What is the Online Safety Bill and why is it so controversial?
Campaigners warn it means children and young people may still be exposed to the sort of dangerous material which has cost lives. Martha Fairlie reports
Culture Secretary Michelle Donelan has announced major changes to the Online Safety Bill ahead of its return to Parliament.
Much delayed and controversial in its approach, the aim of the Bill is to introduce major regulation to social media platforms for the first time.
Here is a closer look at the proposed internet safety laws.
What is the Online Safety Bill?
Hailed as ground-breaking regulation of the tech sector, the central aim of the Bill is to introduce rules to social media and other user-generated content-based sites that compel them to remove illegal material from their platforms, with a particular emphasis on protecting children from seeing harmful content.
Firms that break these rules would face large fines from the sector’s new regulator, Ofcom.
Why has it been controversial?
The Bill has been at the centre of a debate over free speech, censorship, and the necessity to police harmful content on the internet.
This has focused on the so-called “legal but harmful” duties that were in the Bill, which would have required the biggest platforms to ensure their users, and in particular children, are not exposed to harmful content, even if it was not illegal.
Some politicians and online safety campaigners have repeatedly called for more to be done to protect children from the swathes of harmful content online – including having the Online Safety Bill go further.
But on the other side, some MPs – including a number of senior Tories – and free speech campaigners have warned the Bill could be used as a tool for online censorship, incentivising or even forcing sites to take down legal speech simply because it offends some people.

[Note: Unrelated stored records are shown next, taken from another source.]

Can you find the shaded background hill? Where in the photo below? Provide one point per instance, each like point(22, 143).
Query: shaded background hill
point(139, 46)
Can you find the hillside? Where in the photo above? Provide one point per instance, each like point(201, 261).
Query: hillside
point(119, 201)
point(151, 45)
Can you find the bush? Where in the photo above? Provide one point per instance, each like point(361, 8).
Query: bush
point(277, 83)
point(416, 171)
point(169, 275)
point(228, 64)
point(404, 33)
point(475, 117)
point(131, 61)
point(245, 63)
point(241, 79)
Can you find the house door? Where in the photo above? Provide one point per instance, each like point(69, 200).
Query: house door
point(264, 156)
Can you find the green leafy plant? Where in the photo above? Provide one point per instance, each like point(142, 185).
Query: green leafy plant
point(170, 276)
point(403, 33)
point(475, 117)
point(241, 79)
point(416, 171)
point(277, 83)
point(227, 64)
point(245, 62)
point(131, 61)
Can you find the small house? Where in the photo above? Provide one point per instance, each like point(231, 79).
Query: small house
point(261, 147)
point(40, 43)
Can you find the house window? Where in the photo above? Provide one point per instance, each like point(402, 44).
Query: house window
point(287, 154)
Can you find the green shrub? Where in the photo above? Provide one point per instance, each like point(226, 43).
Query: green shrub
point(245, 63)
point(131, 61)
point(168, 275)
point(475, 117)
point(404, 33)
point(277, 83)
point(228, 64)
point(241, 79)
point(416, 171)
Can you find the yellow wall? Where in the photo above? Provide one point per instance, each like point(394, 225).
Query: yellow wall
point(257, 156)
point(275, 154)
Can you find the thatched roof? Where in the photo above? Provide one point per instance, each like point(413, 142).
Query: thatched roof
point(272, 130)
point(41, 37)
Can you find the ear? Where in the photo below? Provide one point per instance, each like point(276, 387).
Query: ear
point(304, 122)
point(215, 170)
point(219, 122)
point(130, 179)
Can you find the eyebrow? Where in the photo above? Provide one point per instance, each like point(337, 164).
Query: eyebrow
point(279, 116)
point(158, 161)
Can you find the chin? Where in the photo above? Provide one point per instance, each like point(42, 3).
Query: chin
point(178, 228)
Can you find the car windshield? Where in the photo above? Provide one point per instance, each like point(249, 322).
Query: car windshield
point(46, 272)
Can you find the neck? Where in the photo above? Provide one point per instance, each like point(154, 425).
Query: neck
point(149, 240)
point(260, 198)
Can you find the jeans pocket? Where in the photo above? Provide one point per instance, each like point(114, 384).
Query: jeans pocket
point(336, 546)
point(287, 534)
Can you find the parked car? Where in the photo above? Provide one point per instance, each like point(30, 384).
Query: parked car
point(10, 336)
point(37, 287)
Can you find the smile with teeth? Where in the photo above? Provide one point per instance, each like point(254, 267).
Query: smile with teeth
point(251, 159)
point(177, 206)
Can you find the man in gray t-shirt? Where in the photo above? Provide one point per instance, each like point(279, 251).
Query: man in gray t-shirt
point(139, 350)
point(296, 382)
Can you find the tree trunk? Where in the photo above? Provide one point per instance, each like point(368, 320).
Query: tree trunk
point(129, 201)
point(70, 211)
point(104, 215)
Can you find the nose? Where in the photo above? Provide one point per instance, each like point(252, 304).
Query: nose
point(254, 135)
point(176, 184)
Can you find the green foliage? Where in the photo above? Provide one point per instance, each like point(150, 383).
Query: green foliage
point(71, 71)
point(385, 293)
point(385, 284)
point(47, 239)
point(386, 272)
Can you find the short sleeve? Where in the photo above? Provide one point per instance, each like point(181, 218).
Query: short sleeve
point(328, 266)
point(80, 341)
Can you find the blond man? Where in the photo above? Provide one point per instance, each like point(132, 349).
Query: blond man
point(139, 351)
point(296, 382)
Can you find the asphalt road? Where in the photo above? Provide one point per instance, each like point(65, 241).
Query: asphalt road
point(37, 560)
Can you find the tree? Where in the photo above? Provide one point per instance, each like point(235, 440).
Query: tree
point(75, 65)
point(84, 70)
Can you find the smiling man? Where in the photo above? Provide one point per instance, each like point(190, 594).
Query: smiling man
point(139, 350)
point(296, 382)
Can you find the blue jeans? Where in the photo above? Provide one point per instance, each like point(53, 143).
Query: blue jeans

This debate, along with changes of government and multiple changes of culture secretary, has meant the Bill has been in the pipeline for more than five years and has already been through several different versions, to much frustration on all sides.
What has been changed now?
In an attempt to balance the free speech debate, the current Culture Secretary has now announced a refining of the Bill, with the legal but harmful duties removed.
Instead, alongside the existing measures that require social media firms to remove all illegal content from their sites, the Bill will compel firms to give users tools to filter out potentially harmful but legal content they do not want to see.
Strong protections remain in place for children, with sites required to show how they enforce age limits, publish summaries of risk assessments in regard to potential harm to children on their sites, and declare details of enforcement action taken against them by Ofcom.
But critics, including some in her own party, have accused the Culture Secretary of “watering down” the Bill – something she has denied.
Why are Tories so split on the Bill?
Measures to more strictly police what happens online have inevitably sent alarm bells ringing among free speech advocates in the Conservative Party, who have expressed concerns the new legislation could amount to censorship.
But others feel the original provisions written into the Bill were necessary to keep people safe in an increasingly virtual world.
Some Tories, including former Cabinet ministers David Davis and Lord Frost, had baulked at plans to bring in new duties for social media giants to remove “legal but harmful” content for adults from their sites – citing fears over how such material would be defined.
International Trade Secretary Kemi Badenoch also previously warned that the Government should not be “legislating for hurt feelings”.
But removing the legal but harmful duties will prove unpopular with former culture secretary Nadine Dorries, who spearheaded the legislation in its original form and previously accused Ms Donelan of failing to grip the issues at hand.
Ms Dorries told The House magazine: “There is absolutely no reason whatsoever why the Bill needs to be altered in any way.
“Michelle has been in the job five minutes and does not understand enough about it.”
How long will it take to get the Bill through Parliament?
Ms Donelan has pledged the Online Safety Bill will become law “during this parliamentary session” – which ends in 2024.
She said the Government must work at “maximum speed” to get the legislation through.
“We’ll bring the Bill back to the House of Commons next Monday and it will become a law during this parliamentary session,” she told LBC on Tuesday.
“It will complete all stages this parliamentary session.
“Obviously, there is an implementation period because Ofcom have to then… work with all the support groups and stakeholders to produce comprehensive guidance and codes of practice so that the Bill is actually workable in the real world.
“We want to get this right, don’t we, we don’t want this to end up being a Bill that is implemented incorrectly. But I agree with you, we’ve got to work at maximum speed.”